Among the off-line systems that identify hand-written isolated characters are [Abuhaiba90, AlYousefi90, AlTikriti85, ElDesouky92, Hyder88]. [Abbas86, AbdelAzim89b, Goneid92] identify hand-written Arabic (Hindi) numerals, and [Badi80, Badi82, Goraine92, Jambi92, Zahour91] distinguish hand-written words. The majority of off-line systems distinguish typewritten cursive words [AbdelAzim89c, AbdelAzim90a, Bouhlila89, ElDabi90, Amin86, ElKhaly90, ElSheikh88b, Goraine89, Khella92, Margner92, Nazif75, Nouh87, Ramsis88, Tolba89, Tolba90, ElRamly89c, HajHassan90, HajHassan91], while [ElShiekh88a, Mahdi89, Mahmoud94, Nouh80, Nouh89, NurulUla88, Fayek92, Sarfraz2005d, Zidouri2005] identify only typewritten isolated characters. The systems of [Abdelazim90b, AlBadr92, ElGowely90, Kurdy92, Fakir93] are intended to recognize typeset words. One of the systems [Abdelazim89a] recognizes bilingual (Arabic/Latin) typewritten words. Examples of systems for detection of other languages that use Arabic script are [Parhami81, Yalabik88, Hyder88], which are designed for the identification of Persian, Ottoman (Old Turkish), and Urdu, respectively.
Uses of Handwritten Character Recognition:
Optical character recognition technology has many practical applications that are independent of the treated language. The following are some of these applications:
For cataloging bank checks since the number of checks per day has been far too large for Manual arrangement.
For inflowing data into commercial data processing files, for example inflowing the names and addresses of mail order customers into a database. In addition, it can be worn as a work sheet reader for payroll accounting.
In Postal Department:
For postal address reading, cataloging and as a reader for handwritten and printed postal codes.

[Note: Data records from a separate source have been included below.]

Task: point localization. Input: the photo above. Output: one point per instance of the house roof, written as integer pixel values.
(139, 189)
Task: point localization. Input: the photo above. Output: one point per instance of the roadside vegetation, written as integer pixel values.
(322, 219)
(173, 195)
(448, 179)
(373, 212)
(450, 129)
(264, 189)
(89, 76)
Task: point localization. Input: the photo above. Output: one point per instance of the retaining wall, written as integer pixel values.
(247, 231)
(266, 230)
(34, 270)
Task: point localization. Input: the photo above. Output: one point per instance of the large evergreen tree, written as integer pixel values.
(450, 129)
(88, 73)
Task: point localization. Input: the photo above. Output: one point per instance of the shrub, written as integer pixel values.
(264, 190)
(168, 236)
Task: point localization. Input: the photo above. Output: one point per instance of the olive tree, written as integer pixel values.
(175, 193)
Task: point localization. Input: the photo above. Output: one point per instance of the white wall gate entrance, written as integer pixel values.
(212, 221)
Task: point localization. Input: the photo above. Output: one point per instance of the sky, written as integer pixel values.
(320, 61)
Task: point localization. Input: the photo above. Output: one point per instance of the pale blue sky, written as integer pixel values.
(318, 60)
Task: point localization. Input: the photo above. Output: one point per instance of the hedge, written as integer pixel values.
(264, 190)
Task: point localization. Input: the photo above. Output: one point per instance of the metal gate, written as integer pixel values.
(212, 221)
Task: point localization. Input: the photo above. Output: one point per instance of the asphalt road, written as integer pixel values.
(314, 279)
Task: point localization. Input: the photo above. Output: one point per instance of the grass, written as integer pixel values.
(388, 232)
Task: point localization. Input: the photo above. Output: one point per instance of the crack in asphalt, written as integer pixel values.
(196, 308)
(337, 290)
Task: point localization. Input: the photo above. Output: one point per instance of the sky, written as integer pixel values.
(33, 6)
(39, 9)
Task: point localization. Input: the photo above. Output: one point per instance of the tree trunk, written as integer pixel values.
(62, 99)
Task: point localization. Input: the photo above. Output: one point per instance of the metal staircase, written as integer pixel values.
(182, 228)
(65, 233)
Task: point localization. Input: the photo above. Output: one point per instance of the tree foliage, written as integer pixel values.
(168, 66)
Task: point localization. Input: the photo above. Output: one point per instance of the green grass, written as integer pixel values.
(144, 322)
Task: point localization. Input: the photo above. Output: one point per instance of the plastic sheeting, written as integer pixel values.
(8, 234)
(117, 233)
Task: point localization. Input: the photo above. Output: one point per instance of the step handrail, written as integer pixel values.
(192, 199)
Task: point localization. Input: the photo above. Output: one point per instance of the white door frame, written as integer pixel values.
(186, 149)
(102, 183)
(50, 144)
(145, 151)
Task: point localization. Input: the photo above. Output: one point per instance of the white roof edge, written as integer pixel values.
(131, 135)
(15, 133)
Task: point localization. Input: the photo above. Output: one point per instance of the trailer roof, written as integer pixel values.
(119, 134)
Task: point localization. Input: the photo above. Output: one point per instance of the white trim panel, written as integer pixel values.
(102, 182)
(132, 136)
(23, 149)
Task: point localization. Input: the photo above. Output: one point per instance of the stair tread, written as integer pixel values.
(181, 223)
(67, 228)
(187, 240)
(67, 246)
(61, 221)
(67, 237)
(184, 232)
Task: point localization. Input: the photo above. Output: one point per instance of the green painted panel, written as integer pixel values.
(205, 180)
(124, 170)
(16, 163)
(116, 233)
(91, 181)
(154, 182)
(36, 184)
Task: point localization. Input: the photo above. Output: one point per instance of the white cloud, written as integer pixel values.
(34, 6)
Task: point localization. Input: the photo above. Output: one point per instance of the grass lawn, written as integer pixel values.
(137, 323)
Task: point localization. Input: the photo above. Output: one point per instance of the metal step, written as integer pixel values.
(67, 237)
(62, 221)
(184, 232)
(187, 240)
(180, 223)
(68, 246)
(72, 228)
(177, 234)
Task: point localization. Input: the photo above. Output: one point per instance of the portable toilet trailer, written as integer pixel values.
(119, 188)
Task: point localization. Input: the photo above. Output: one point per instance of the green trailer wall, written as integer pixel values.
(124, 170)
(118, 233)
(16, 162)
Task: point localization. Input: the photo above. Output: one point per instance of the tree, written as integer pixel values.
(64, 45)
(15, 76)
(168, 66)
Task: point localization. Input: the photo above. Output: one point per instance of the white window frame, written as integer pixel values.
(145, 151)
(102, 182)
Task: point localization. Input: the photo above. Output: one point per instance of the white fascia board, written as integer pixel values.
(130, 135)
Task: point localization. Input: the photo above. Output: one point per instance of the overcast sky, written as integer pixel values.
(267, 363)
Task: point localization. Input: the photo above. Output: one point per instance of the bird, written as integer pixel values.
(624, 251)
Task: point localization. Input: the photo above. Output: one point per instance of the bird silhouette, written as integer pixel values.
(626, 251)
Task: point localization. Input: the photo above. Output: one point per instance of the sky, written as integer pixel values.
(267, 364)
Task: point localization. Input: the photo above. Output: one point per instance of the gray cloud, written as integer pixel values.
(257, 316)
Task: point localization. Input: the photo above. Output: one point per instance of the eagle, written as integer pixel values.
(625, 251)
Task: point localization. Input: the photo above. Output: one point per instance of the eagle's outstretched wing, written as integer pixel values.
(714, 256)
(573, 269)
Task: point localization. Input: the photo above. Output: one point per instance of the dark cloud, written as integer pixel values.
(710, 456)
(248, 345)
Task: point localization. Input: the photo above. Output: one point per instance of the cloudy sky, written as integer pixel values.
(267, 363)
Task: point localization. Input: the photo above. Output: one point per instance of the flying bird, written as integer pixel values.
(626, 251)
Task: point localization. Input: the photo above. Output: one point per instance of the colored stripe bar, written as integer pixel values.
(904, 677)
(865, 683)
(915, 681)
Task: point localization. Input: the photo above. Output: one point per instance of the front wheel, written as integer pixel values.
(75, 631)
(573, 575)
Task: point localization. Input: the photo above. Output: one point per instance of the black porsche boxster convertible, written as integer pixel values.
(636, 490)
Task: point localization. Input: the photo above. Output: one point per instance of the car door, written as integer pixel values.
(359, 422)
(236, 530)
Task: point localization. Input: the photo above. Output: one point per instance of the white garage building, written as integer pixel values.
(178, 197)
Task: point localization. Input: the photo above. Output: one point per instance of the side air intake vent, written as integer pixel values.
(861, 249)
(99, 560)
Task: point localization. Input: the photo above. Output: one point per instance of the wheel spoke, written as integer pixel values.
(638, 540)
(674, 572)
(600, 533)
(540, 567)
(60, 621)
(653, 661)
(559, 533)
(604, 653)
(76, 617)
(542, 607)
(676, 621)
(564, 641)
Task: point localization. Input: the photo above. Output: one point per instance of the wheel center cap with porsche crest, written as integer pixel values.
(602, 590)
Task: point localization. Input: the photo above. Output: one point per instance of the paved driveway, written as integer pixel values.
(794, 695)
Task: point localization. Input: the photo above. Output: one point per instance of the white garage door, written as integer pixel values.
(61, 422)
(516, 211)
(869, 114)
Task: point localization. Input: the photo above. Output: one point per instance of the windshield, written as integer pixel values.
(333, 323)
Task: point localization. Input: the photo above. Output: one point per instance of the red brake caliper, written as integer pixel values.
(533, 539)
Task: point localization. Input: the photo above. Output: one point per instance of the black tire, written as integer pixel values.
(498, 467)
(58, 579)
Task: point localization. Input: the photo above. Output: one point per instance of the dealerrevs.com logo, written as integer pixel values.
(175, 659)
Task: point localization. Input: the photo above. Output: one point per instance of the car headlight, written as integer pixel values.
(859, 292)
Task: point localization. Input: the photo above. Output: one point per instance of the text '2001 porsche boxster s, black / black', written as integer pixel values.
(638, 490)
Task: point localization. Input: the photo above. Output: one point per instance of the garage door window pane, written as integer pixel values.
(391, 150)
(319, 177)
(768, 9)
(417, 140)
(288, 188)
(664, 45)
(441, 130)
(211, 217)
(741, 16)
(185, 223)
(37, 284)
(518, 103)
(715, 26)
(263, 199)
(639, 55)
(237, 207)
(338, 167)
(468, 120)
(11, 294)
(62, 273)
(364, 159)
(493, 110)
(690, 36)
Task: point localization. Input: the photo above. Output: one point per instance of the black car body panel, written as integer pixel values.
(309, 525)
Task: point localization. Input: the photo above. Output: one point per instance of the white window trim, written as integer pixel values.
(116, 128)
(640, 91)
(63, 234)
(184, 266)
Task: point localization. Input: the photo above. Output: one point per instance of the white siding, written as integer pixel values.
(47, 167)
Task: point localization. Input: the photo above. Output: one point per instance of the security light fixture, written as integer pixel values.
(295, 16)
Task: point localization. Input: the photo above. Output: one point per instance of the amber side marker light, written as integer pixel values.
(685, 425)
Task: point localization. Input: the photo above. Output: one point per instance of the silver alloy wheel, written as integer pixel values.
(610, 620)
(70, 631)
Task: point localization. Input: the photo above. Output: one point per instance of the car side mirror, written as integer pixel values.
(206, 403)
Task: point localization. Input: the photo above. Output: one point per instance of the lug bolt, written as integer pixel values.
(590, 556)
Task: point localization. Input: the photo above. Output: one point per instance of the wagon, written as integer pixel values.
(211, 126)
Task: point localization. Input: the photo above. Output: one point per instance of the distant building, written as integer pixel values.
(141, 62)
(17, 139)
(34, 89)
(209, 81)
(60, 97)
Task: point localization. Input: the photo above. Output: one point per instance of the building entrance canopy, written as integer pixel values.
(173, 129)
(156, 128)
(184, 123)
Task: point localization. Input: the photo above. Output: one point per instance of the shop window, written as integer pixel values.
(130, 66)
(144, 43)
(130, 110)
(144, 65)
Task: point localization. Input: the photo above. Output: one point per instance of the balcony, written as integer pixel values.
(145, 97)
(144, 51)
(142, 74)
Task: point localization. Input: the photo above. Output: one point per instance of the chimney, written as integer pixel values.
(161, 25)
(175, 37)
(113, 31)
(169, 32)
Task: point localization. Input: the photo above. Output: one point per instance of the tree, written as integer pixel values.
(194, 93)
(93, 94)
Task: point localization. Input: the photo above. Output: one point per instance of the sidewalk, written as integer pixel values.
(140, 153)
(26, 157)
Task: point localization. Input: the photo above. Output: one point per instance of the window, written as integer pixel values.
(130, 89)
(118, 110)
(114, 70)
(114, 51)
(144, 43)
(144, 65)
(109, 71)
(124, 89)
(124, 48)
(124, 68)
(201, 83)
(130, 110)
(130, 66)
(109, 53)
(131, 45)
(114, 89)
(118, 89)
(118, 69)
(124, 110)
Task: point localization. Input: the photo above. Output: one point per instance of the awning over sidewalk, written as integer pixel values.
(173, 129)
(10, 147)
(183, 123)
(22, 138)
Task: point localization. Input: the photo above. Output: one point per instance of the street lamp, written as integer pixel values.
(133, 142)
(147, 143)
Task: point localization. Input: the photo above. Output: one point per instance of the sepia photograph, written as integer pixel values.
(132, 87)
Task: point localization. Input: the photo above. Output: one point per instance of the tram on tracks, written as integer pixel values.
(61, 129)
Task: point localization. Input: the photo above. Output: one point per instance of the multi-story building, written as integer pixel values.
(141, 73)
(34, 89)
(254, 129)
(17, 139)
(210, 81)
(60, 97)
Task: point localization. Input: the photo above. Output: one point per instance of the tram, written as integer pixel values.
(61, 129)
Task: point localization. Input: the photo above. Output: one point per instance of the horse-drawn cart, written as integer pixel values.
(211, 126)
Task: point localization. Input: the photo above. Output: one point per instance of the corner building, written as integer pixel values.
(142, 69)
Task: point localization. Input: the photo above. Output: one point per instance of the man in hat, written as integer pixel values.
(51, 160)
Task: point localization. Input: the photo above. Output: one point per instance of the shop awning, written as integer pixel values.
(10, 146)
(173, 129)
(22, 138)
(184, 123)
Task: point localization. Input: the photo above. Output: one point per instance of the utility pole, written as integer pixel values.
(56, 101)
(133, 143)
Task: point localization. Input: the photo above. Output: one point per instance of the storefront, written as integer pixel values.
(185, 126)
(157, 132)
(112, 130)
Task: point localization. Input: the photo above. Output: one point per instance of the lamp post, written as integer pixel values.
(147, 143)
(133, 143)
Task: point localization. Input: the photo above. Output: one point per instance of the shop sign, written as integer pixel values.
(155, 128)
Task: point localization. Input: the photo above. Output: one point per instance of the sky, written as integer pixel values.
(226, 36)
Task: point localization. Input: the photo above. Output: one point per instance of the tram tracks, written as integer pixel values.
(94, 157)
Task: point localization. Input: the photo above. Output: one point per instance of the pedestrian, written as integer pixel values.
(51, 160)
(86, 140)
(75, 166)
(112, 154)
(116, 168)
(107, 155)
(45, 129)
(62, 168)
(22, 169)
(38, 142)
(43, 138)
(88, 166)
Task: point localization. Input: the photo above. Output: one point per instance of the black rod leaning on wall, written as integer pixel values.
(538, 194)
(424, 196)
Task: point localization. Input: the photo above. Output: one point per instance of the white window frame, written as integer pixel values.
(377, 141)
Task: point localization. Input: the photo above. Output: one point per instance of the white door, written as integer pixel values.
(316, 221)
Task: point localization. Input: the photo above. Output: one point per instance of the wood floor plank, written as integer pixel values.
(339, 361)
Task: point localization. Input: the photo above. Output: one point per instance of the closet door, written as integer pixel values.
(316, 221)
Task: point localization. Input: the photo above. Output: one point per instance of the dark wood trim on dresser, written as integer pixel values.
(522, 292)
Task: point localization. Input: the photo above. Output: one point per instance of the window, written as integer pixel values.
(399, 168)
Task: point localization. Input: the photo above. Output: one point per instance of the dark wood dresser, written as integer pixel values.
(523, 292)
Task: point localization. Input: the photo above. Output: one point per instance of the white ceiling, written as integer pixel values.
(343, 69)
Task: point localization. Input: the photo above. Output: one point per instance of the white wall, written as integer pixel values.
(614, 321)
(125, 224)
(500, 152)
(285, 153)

Premium typescript may be read by recognition equipment into a computer typesetting system to keep away from typing errors that would be introduced by keypunching the text on computer peripheral equipment.
Use by Blind:
It is used as a reading abet using photo sensor and tactile simulators, and as a sensory aid with sound output. Additionally, it can be worn for reading text sheets and reproduction of Braille originals.
In Facsimile Transmission:
This procedure involves transmission of pictorial data over communications channels. In practice, the pictorial data is mainly text. Instead of transmitting characters in their pictorial representation, a character identification system could be used to recognize each character then transmit its text code. Finally, it is worth to say that the major potential application for automatic character identification is as a general data entry for the automation of the work of an ordinary office typist.
Development of New HCR Techniques:
As HCR and OCR research and development advanced, demands on handwriting identification also increased because a lot of data (such as addresses written on envelopes; sums written on checks; names, addresses, identity numbers, and dollar values written on invoices and forms) were written by hand and they had to be pierced into the computer for processing. But early HCR techniques were based generally on template matching, simple line and geometric features, stroke detection, and the extraction of their derivatives.
Such techniques were not classy enough for practical identification of data handwritten on forms or documents. To cope with this, the Standards Committees in the United States, Canada, Japan, and some countries in Europe designed some handprint models in the 1970s and 1980s for people to write them in boxes . Hence, characters written in such specified shapes did not diverge too much in styles, and they could be recognized more easily by OCR machines, especially when the data were pierced by controlled groups of people, for example, employees of the same company were asked to write their data like the advocated models. Sometimes writers were asked to follow certain bonus instructions to enhance the quality of their samples, for example, write big, close the loops, use simple shapes, do not link characters, and so on. With such constraints, OCR detection of handprint was able to flourish for a number of years.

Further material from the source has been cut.